# Song recommendation!



## lost235 (Sep 13, 2020)

Hi!

So I wanted to share this song by Logic which has come to help me a lot these past weeks. It's called Anziety and I would say anyone who's experienced anxiety and dpdr relates to the lyrics.

Idk if most people have already heard it but I thought I could recommend it anyways, might help someone! Because he's such a great and big artist it's really inspiring to hear him speak about it, and to know that he experience it as well. It really made me feel less alone and "crazy". It's sort of a reminder that it's more normal than you think.
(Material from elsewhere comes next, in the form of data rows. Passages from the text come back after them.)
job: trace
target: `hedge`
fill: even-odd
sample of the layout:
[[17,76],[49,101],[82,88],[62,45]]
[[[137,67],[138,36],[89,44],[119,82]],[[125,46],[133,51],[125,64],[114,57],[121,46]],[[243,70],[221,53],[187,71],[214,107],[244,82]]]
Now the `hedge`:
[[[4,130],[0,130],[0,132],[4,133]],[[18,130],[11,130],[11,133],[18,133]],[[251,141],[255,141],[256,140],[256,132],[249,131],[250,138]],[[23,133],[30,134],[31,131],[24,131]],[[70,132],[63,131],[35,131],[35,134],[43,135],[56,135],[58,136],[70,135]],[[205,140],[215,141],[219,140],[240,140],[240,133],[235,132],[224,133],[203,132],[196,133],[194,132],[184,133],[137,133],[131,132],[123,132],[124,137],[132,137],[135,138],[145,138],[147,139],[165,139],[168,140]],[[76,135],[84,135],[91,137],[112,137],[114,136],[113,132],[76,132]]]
I'd also totally recommend to watch a video where he explains the meaning behind the lyrics. It's really inspiring and he really goes in depth of his experience with derealisation. Also just talks in general about anxiety and such, how it feels and a little bit of what has helped him get through it. He explains it great too! I feel like that's the video that has inspired me the most out of everyone I've watched, so I truly recommend it!

(I couldn't link the video but just search "logic derealization" and it should pop up)


----------



## Findmywayhome (Oct 11, 2020)

Wow. I had no idea Logic struggled with this disorder. That's honestly amazing, thanks for sharing!


----------



## lost235 (Sep 13, 2020)

Findmywayhome said:


> Wow. I had no idea Logic struggled with this disorder. That's honestly amazing, thanks for sharing!


I know! When I first listened to the song I didn't realise that he had written it while experiencing it himself, and I was chocked when I found out he had had it for a whole year!! I've already rewatched the video like 7 times lol


----------